Warwick Sears suggested we can apply some of the preventative damage thinking behind minimizing forest fires towards emergency flood response tactics.
“They are different kinds of natural disasters but we can take some of the fire suppression principles and apply them to flood management as well,” she said.
She cited the LiDAR infra red imaging project the water board is currently working to develop with valley communities, to map out the valley floodplains and generate strategies to address minimizing potential flood damage, as one such preventative action step.
Warwick Sears said she was also happy to see the review reinforce that ministry staff did the best job they could have under the circumstances to manage the level of Okanagan Lake .
“They followed all the protocols and procedures they are asked to follow, and when those protocols were incorrect, they changed them.”
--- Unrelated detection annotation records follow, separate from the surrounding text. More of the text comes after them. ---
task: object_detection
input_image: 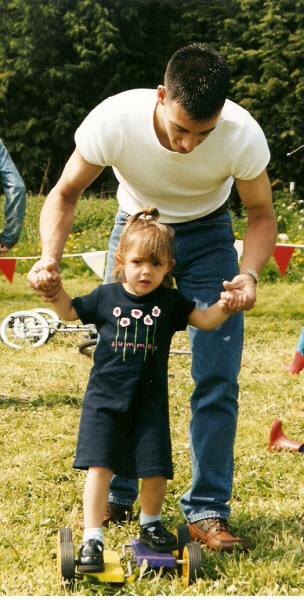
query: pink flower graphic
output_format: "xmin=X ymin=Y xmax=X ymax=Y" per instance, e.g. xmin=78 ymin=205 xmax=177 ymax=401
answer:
xmin=113 ymin=306 xmax=121 ymax=352
xmin=120 ymin=317 xmax=130 ymax=360
xmin=131 ymin=308 xmax=143 ymax=354
xmin=120 ymin=317 xmax=130 ymax=327
xmin=144 ymin=315 xmax=153 ymax=360
xmin=152 ymin=306 xmax=161 ymax=354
The review revisited the string of unusual weather conditions that led to the flooding— unusually high level of precipitation in the fall of 2016 that saturated the soil; a colder, dry winter that froze the saturated soil; then record-breaking precipitation levels in March and April that expedited the snowmelt runoff.
“The prediction forecast was for a drought summer, and that’s actually what happened. It was just the other unforeseen weather conditions that happened leading up to that. We were fortunate in that June is generally the wettest month in the Okanagan, and if that had been true to form last year, the flooding would have been much worse. But as it turned out, we had almost no rain that month.”
West Kelowna Mayor Doug Findlater said while managing the lake level is a provincial responsibility, his community has taken steps to address potential flood concerns with several waterways such as McDougall Creek, Smith Creek and Powers Creek which flow across the municipality.
“That is the danger for us, the creeks being able to handle the spring runoff, so we’ve been doing dredging projects to remove sediment where the creeks flatten out and around bridges,” he said.